Tesi doctoral de Laura Foix Pericot: "Characterization, improvement and application of Plant Elicitor Peptides as new control tools". Direcció: Dra. Maria Pla de Solà-Morales i la Dra. Anna Nadal Matamala. Institut de Tecnologia Agroalimentària (INTEA). Departament d'Enginyeria Química, Agrària i Tecnologia agroalimentària (EQATA)
The Rosaceae family comprise economically highly relevant species e.g., edible temperate zone fruits, ornamentals and medicinal species. Their cultivation systems are constrained by diverse phytopathogens, for example, Xanthomonas arboricola pv. pruni (Xap). Xap is the agent responsible of the bacterial spot of stone fruits, which compromises crop production and causes significant economic losses. Management of this disease is based on treatments with copper derivatives, which are related to toxicity to the host plants, copper-tolerant bacterial strains and environmental pollution. Thus, there is a critical need to develop new strategies for a more efficient and sustainable management of bacterial spot.
Plants respond to invading pathogens through signaling mechanisms, a component of which are of them being plant elicitor peptides (Peps). In the model species Arabidopsis, exogenous application of Peps activates defense mechanisms and reduces the symptoms of pathogen infection by a few pathogens. We previously identified the Rosaceae Peps and showed, in an ex vivo system, that their topical application onto peach leaves efficiently enhanced resistance to challenging doses of Xap. In this Thesis we demonstrate the effectiveness of Prunus persica peptides PpPep1 and PpPep2 in protecting peach plants in vivo at nanomolar doses, with up to 60% reduction of the symptoms following Xap massive infection. PpPep effect on plant protection was dose- and time-dependent; and application of either PpPep1 or PpPep2 in their corresponding optimal conditions resulted in comparable symptom reduction. Combined treatment with the two peptides did not confer extra protection.

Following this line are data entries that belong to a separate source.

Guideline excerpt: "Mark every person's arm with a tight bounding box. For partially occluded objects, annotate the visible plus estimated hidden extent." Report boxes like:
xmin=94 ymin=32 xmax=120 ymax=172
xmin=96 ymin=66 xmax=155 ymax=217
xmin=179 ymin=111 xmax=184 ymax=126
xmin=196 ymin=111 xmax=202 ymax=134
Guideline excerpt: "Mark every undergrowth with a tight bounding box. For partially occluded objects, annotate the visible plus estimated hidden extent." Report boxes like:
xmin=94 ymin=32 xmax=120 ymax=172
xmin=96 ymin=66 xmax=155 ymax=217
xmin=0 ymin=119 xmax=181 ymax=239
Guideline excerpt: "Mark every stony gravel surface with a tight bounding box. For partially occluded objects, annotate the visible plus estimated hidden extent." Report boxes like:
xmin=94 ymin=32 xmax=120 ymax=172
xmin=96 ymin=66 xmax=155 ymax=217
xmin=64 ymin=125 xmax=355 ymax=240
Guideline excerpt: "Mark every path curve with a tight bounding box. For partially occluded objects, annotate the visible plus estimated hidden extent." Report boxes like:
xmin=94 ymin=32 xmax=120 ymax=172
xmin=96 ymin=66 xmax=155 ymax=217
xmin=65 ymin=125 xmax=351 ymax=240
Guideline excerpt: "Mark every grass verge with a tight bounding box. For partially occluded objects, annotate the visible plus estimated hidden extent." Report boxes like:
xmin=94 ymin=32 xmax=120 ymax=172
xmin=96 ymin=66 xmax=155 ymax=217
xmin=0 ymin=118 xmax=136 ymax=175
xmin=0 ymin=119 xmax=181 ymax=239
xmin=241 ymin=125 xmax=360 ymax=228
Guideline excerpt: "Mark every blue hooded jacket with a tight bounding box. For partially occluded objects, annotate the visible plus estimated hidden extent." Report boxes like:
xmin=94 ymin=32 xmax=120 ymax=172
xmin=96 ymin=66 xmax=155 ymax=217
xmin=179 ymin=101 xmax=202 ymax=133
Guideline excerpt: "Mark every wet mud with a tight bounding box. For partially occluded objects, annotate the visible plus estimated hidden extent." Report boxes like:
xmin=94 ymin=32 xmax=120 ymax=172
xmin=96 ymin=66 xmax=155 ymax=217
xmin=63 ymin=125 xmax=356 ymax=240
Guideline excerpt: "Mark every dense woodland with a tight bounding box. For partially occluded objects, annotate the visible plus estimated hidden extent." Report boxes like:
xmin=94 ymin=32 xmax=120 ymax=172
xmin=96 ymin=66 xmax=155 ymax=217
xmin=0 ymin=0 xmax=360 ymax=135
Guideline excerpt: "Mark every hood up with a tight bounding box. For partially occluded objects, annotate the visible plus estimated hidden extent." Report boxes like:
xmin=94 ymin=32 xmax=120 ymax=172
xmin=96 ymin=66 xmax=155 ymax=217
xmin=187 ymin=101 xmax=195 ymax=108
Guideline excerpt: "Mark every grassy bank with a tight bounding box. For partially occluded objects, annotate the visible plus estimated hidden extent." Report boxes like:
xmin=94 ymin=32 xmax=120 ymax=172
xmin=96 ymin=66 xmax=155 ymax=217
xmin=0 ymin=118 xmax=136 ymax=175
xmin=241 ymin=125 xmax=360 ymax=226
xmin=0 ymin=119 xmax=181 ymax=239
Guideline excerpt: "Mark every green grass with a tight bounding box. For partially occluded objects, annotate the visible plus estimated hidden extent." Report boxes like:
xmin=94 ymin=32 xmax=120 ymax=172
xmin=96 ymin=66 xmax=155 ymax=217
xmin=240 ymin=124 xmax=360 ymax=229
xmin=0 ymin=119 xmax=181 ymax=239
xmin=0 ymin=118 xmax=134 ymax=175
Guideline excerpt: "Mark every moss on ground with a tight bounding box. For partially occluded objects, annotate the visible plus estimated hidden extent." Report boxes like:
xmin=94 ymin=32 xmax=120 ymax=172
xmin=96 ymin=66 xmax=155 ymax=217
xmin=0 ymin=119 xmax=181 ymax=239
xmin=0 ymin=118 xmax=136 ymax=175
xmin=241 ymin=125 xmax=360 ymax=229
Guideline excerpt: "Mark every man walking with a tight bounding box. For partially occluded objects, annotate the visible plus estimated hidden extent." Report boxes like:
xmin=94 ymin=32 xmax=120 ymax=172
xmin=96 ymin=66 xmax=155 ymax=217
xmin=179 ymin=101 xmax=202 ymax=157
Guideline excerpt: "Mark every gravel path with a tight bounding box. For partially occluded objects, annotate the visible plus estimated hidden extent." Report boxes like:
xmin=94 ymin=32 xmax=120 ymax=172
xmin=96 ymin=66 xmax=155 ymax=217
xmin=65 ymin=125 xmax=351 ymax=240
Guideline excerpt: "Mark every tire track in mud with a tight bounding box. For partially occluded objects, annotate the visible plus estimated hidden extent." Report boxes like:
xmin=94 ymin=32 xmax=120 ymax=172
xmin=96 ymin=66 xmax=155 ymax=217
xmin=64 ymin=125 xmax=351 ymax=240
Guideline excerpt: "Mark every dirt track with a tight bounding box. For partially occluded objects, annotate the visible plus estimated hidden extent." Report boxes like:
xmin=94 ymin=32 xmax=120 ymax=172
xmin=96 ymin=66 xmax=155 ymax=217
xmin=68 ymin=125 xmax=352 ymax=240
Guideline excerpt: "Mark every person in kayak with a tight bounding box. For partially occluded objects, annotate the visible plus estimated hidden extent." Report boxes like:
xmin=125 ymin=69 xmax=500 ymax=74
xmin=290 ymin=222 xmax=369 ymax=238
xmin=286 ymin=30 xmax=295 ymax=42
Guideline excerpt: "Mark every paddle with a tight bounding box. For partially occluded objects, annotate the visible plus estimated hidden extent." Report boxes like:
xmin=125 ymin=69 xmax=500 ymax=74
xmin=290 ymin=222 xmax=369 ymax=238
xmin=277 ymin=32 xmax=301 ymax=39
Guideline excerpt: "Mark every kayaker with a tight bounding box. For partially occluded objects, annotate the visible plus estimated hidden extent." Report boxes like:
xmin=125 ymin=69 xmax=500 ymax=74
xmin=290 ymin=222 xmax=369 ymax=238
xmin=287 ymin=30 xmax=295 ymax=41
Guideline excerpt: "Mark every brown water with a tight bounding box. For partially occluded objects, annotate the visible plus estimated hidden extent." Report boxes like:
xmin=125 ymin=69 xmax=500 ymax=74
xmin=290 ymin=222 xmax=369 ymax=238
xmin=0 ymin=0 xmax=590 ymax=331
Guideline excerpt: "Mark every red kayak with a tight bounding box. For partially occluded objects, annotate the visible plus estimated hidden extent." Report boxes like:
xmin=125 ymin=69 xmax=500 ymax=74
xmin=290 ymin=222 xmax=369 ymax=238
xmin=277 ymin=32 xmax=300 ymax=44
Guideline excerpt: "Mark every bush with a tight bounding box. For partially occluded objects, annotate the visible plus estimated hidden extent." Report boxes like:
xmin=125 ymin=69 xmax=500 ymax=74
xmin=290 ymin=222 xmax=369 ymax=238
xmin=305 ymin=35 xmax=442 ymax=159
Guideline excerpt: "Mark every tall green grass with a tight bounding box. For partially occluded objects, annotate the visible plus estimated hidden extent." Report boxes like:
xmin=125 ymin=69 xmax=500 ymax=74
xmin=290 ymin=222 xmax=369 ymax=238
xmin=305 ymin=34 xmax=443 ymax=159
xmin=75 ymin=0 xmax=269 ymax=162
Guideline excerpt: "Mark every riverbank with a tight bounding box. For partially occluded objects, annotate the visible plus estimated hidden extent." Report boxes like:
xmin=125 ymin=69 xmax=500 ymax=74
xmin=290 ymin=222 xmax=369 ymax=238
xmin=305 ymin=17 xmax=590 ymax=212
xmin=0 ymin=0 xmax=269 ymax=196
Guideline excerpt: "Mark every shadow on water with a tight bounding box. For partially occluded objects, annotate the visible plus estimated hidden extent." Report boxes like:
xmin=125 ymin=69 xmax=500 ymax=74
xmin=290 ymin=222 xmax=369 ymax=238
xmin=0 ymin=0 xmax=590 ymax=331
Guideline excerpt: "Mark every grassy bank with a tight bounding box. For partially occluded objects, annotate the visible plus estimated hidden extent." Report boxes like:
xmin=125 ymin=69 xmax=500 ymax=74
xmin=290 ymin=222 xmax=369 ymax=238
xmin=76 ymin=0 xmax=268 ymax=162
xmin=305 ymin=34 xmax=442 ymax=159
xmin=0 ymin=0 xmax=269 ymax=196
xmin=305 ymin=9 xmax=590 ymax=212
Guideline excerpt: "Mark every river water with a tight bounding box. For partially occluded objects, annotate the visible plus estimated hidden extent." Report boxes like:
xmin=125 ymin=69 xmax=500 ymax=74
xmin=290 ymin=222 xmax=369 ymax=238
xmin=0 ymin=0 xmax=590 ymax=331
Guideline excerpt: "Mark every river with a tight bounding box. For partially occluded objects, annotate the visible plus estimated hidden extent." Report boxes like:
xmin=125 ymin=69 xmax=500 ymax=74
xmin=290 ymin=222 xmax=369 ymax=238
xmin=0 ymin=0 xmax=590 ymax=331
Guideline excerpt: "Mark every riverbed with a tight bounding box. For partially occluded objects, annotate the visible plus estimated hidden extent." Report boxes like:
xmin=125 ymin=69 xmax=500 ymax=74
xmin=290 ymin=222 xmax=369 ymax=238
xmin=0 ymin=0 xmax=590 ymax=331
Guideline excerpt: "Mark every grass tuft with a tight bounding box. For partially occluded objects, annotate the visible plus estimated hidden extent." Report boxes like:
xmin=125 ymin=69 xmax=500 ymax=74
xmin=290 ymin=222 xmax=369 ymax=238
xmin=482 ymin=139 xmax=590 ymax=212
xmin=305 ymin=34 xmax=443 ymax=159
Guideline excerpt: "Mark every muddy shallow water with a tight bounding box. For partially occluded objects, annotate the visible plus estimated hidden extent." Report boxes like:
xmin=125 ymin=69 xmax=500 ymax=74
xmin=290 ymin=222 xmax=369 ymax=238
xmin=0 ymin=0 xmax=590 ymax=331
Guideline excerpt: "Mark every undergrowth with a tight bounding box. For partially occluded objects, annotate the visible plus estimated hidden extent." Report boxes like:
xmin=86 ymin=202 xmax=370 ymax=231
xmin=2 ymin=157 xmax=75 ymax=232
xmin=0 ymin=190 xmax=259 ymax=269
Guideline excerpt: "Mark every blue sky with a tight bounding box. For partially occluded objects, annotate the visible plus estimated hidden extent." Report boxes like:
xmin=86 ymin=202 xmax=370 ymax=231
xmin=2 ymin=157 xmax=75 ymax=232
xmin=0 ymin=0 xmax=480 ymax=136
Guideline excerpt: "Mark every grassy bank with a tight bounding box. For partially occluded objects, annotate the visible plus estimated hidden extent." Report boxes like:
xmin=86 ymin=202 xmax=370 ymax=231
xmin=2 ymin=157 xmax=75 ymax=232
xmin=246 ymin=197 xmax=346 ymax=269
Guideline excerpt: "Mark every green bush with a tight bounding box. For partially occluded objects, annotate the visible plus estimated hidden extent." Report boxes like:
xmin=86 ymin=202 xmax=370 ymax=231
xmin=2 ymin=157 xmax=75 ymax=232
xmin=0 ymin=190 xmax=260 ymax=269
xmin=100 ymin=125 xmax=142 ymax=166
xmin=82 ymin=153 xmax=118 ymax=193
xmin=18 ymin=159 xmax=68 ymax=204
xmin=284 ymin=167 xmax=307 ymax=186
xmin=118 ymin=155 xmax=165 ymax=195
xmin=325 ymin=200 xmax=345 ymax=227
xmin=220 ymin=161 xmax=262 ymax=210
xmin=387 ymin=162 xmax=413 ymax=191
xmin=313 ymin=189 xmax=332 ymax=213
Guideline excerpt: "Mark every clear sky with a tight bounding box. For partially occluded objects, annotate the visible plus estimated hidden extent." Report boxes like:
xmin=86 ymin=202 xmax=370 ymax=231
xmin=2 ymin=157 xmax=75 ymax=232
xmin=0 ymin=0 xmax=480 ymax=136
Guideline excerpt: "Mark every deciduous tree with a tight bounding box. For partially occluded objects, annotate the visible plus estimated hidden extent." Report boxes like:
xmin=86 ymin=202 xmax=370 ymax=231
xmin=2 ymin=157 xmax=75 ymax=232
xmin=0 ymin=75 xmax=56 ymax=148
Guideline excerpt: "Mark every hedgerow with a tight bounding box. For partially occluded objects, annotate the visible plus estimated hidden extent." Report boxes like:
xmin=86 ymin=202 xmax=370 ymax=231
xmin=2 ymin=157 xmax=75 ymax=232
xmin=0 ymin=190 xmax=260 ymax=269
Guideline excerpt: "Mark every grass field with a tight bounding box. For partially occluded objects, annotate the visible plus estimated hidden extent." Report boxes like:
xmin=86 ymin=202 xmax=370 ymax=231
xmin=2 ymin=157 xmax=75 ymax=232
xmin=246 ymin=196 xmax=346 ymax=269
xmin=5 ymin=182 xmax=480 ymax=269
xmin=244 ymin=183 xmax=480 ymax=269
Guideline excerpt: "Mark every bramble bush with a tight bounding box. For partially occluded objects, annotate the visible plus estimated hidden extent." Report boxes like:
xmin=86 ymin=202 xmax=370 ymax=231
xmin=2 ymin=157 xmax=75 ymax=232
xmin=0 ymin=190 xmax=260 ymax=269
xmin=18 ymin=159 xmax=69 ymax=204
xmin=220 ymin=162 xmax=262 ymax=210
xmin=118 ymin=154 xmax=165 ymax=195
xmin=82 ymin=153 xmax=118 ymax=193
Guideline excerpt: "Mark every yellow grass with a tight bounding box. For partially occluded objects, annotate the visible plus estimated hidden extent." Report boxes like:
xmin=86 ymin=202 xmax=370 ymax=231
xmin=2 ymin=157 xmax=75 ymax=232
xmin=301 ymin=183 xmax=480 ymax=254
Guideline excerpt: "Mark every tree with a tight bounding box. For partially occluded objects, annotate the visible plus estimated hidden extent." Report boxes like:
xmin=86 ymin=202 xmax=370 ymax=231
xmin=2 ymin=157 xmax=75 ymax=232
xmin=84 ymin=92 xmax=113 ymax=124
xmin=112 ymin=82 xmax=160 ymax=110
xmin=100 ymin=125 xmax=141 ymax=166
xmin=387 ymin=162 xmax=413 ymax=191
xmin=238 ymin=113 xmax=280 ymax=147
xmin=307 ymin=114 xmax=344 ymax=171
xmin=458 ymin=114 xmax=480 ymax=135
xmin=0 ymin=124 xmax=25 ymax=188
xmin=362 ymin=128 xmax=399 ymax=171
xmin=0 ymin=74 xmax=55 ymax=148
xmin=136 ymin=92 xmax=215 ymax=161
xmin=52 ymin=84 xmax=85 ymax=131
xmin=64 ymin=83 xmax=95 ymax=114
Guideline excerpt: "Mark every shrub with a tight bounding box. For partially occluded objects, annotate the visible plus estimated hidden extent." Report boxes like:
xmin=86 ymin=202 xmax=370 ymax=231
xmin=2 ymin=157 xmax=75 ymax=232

We used deep sequencing to characterize the transcriptomic response of peach plants to preventive treatment with PpPep1 and PpPep2 and constructed a P. persica Pep background knowledge network to visualize the transcriptomics dynamics. The two peptides induced highly similar massive transcriptomic reprogramming in the plant. One hour, one day and two days after peptide application there were changes in the expression of up to 8% of peach genes, indicating a PAMP-triggered immunity (PTI) response. Minor variations in plant responses to PpPep1 and PpPep2 might explain why they have different optimal application conditions. Comparison with previously published immune response datasets showed that the plant response to Peps was similar but quicker than the response to pathogen attack. In addition, we observed that 15% of P. persica miRNAs modulate the PTI response one and 24 h after PpPep2 treatment. The protective effect of Peps was demonstrated as well in the Solanaceae, i.e., a different economically relevant plant family, characterized by a specific set of molecules comparable to Peps e.g., systemin. Topical application of SlPep6 on tomato plants reduced symptoms of fungal and bacterial infections.
The significant potential of Peps as natural molecules for protecting crops from pathogen diseases prompted us to address the issue of obtaining the molecules at an affordable cost. We optimized the production and purification of recombinant GST-PpPep1 and GST-PpPep2 in an E. coli system and proved the full protecting effect of these molecules. With these findings PpPeps are closer to emerge as a natural, targeted, safe and environmental-friendly tool to control Xap in peach orchards and possibly, more generally, enhance plant resistance to bacterial and fungal diseases.